One of the saddest things that can happen to anyone, especially a young person, is to catch religion in the negative case. It makes one haughty and pious, and separates him from those of his own age whom he considers less righteous than himself and whom he might have helped.

“The famous battle of St. Vincent, fought between Britain and Spain in 1797, would have been won by the Spanish if it had not been for a young British naval officer named Nelson. Seeing that the gap in the Spanish line would be closed before the leading vessels in the British line could arrive to prevent it, he turned his own ship out of the line and sped into the fast closing opening. This maneuver was entirely unorthodox and would have subjected Nelson to a court martial if it had failed. But he dared to risk everything rather than play safe. It is the great forward thrust that wins the victory, and not the negative impulse which prefers security. Amazingly little gets accomplished by negative virtue.” (G. Kennedy, The Parables — p. 40)

Finally, I think Jesus is saying to us in this two sentence parable of the Empty House and this is so pertinent for us as we search for the meaning of our slogan for Interdenominational Youth Week — “Filling the Emptiness”:  I think He is saying: “Any personality which is filled, even to seven times its fullness with something which does not rightfully belong there, is still empty, haunted, spooked. There are all sorts of fillings with which human nature stuffs itself — which never satisfy. They are not the rightful tenants. They do not belong there.”

No matter how many buckets full of pie meringue a hungry man eats, he is still not satisfied. The aching emptiness of his hunger remains. Our human emptiness is filled by God indeed, the whole testimony of the Bible makes it clear that ultimately there is no substitute for Him. He only is the rightful tenant of the House of Man’s Soul.

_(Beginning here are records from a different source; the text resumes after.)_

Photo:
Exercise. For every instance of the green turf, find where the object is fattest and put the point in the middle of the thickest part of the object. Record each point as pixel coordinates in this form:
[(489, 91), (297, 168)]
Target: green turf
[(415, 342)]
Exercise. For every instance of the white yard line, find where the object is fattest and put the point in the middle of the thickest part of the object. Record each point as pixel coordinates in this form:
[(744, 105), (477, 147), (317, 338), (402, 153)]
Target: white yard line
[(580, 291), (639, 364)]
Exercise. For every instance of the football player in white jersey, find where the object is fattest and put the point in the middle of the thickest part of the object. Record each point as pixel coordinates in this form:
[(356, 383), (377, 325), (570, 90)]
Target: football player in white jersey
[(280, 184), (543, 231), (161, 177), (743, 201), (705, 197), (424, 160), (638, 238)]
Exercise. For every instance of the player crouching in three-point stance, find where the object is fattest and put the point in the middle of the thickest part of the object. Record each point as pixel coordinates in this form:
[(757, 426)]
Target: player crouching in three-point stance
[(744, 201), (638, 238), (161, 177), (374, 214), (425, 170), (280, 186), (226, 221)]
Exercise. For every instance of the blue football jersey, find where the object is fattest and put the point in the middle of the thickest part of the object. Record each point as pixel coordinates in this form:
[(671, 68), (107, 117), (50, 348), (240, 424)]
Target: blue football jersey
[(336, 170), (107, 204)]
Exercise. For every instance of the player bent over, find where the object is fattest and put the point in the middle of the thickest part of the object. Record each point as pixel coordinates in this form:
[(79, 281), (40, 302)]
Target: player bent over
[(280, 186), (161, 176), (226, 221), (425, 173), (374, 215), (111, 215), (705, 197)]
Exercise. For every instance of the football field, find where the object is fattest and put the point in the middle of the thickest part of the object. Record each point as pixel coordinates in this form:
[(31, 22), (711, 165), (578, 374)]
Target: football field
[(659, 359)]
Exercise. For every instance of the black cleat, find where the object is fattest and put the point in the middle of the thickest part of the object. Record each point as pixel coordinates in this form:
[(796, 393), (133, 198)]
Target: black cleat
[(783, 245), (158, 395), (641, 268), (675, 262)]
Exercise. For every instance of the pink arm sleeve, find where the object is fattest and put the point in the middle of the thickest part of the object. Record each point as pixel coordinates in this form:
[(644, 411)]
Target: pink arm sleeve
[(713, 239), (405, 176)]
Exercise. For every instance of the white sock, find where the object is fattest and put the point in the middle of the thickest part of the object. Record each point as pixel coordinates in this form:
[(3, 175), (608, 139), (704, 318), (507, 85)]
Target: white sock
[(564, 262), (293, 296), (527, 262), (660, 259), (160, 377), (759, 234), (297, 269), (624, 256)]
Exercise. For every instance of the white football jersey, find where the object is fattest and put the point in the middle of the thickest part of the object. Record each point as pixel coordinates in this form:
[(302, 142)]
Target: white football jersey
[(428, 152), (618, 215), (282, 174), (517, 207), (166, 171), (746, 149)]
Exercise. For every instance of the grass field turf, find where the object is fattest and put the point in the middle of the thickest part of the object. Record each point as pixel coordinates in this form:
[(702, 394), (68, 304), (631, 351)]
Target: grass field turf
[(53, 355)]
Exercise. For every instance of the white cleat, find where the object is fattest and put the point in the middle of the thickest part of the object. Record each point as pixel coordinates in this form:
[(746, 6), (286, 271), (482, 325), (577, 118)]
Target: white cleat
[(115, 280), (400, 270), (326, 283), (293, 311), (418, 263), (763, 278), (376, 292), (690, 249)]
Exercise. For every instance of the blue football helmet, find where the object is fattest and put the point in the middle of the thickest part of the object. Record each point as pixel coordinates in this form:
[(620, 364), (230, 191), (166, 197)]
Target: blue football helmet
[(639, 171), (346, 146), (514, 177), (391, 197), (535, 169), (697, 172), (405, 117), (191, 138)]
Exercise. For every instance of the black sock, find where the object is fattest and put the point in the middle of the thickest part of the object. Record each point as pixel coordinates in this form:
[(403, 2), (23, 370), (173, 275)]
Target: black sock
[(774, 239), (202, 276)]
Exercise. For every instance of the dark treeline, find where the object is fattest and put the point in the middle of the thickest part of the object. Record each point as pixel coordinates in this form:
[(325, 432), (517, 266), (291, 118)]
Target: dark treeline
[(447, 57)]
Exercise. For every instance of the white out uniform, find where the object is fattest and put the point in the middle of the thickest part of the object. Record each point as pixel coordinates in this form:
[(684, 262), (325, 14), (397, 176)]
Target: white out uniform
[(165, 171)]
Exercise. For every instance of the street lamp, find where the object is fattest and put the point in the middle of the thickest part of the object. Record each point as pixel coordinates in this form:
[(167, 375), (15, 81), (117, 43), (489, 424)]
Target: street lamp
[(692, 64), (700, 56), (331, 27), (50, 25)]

The cure for the vacuity and emptiness of contemporary living can never be found in just another new thrill for leisure time activity, nor a more worthwhile reading list, nor the cultivation of companions who really think, nor participation in artistic creations.

The filling of the human emptiness must begin with God, His presence, His indwelling power and peace, or the aching void will not be filled.

The trouble with man is that “he would rather receive salvation from God, than receive God as salvation.”

“But God will not force the door to enter in,” says George MacDonald. “He may send a tempest about the house; the wind of his astonishment may burst doors and windows, yea, shake the house to the foundations; but not then, not so, will He enter. He watches to see the door move from within. Every tempest is but an assault in the siege of His love. The terror of God is but the other side of His love. It is love outside that would be inside, love that knows the house is no house, only a place, until He enters.”

“Thomas Calhoun Walker was born a slave in 1862. He had everything against him but he grew up to become a fine lawyer and an outstanding citizen. After freedom came, the family lived in a little shack and knew extreme poverty. Walker remembers being awakened in the morning by his father praying with such earnestness that he almost shouted. “O God,” he would plead, “please take care of my children, because I don’t know how.”

This is a prayer with universal meaning and it goes to the center of the essential situation. None of us knows enough to take care of our children, our brethren, ourselves. We cannot deal with the emptiness of the human heart. But the One who warned us of the danger also promises to fill us with power and assurance.